Where to get it: Get a job where you a.) travel a lot (our way), b.) make a lot of money or c.) can commit a lot of untraceable financial fraud.

Bulletins from Abroad – Christmas

I have come to Switzerland to meet my boyfriend’s extended family. His mother is the eldest of six, nearly all of their collective offspring living in and around Zurich, meaning, they’re all here. By odd coincidence unconnected to my boyfriend, I lived in Switzerland, first as a student and then as a ‘non-resident worker’ which describes well the draconian conditions of the job I had at the sinister train station cafe does not cover the glamour of living abroad and frequenting hyper-hip clubs until five in the morning (when I had to be back at work). Unexpectedly, I also learned the language.

One of Switzerland?s quirks is its German. The Swiss, being a stubborn bunch (and lovable, I hasten to stress), held onto the original German language when the rest of the German world decided one century long ago to standardize on what we now know as High German (or Hochdeutsch). As invariably happens with languages, the two – high German and Swiss dialect – have grown ever farther apart and Swiss German is no longer meaningfully comprehensible to any other German. It is also not a written language, despite the quaint efforts of a handful of misguided authors. All of this is very handy for the Swiss, not just in that they can discuss those around them pretty much anywhere else in the world without fear of being understood but also because it reinforces their apartness, their clarity of history, currency and business, unpolluted by immigrants, wars and foreign or even general influence.

This is not to say that Switzerland is a tiny Brigadoon, floating apart in the center of Europe. It is very much part of Europe and recognizably so, but, like Europe?s other countries of any size, it has elusive but distinct national characteristics of which the language is likely the most prominent example. It;s not an easy language and there’s really no official way to learn it. The process is additionally complicated by the regional dialects which vary both by accent and their employment of entirely different words for the same items. Also, everyone speaks high German (the language of the educational system) and nearly everyone speaks English, further obliterating in foreigners any need or desire to learn dialect. Needless to say, learning it is a daunting and usually fruitless enterprise. Not learning it however leaves a subtle gap between you and assimilation.
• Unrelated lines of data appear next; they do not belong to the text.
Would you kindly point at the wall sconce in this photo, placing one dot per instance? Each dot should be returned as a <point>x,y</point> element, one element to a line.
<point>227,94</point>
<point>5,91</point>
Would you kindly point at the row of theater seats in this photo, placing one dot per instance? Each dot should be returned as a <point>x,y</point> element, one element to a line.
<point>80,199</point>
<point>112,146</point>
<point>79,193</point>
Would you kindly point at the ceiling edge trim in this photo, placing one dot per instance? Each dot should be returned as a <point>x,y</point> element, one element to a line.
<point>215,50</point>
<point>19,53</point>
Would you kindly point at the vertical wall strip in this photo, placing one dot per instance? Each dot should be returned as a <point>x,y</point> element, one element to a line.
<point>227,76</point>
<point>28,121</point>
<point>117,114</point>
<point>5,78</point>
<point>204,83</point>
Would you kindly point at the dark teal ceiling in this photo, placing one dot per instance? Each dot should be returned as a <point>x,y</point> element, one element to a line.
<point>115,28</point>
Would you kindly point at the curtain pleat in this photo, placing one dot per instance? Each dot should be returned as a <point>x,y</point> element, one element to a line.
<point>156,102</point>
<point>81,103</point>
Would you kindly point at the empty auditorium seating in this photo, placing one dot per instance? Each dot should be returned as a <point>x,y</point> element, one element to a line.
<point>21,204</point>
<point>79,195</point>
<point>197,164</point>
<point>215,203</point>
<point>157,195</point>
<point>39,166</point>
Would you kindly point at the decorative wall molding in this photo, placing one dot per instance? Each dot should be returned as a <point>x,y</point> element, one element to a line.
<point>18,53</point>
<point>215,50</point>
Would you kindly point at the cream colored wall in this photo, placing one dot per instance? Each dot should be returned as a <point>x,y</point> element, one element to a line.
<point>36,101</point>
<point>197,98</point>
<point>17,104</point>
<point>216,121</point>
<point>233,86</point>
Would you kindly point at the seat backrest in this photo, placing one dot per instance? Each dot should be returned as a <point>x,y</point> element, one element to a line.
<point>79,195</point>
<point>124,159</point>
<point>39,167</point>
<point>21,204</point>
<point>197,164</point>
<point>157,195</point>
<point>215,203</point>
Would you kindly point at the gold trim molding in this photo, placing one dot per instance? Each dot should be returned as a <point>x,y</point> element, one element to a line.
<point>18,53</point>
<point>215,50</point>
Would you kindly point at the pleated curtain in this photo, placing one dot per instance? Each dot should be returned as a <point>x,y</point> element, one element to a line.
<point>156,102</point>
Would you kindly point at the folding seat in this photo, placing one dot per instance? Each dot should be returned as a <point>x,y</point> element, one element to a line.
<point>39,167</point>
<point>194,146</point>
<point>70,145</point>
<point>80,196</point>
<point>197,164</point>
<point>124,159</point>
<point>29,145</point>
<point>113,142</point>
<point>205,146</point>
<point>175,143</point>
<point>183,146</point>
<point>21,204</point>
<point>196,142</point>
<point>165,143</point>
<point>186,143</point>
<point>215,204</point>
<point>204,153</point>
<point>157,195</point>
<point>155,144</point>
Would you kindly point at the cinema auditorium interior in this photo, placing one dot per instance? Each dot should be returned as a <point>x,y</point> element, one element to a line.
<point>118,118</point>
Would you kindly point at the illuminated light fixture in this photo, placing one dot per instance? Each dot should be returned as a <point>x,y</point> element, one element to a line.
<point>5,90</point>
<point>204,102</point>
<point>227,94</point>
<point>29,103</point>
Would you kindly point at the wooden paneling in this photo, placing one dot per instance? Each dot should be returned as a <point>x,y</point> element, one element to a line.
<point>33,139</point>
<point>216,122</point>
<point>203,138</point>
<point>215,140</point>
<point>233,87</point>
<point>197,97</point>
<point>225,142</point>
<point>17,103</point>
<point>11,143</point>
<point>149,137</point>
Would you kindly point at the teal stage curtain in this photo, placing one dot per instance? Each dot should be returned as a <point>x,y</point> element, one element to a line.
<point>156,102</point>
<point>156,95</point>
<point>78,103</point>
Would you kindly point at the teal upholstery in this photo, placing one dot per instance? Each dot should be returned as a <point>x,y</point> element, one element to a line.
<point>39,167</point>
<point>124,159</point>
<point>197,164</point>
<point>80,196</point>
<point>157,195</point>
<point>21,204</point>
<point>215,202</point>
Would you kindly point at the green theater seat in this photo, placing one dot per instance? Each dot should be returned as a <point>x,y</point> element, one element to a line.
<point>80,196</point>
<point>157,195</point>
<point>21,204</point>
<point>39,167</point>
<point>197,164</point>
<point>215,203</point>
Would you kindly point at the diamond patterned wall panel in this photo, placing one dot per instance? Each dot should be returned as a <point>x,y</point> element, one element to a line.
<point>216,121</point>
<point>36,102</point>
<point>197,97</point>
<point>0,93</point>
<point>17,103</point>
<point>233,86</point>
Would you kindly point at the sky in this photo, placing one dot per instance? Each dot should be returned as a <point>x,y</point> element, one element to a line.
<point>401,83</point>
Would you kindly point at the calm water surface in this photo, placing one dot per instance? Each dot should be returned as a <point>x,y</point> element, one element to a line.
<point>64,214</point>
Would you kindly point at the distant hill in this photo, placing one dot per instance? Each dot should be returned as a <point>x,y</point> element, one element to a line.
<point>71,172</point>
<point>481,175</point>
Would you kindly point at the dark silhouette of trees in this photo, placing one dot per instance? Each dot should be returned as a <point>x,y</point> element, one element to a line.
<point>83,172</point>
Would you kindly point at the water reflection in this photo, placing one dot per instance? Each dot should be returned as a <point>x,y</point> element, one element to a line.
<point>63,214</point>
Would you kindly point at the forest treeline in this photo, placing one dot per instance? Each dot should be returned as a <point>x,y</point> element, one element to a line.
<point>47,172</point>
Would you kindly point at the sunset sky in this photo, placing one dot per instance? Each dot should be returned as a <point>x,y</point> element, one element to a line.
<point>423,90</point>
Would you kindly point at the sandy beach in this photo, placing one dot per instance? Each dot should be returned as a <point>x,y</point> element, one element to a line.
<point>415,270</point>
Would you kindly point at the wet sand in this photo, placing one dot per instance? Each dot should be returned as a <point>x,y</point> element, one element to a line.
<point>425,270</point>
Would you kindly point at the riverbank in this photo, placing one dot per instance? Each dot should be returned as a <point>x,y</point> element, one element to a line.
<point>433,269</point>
How then did I, a young unassimilated student, happen to pick up Swiss German when, say, my boyfriend’s father has not yet picked it up after 40 years of marriage to his Swiss wife? I worked with children. I had no idea that taking that babysitting job for three small Swiss girls would result in such a long-lasting advantage. The three-year-old, the only verbal one of the three, spoke only dialect and French. I spoke no French, so dialect it was. It has been commonly noted that children are without fear. It is less common to note that they lack shame, which provides a great platform for learning things from them. So there we are: I speak Swiss German and, fourteen years later, find myself in Switzerland with my Swiss boyfriend, speaking this uncommon language with his multitude of relatives. How very handy and, apparently, impressive. I am the Christmas novelty. Fear me. I am the Nutcracker.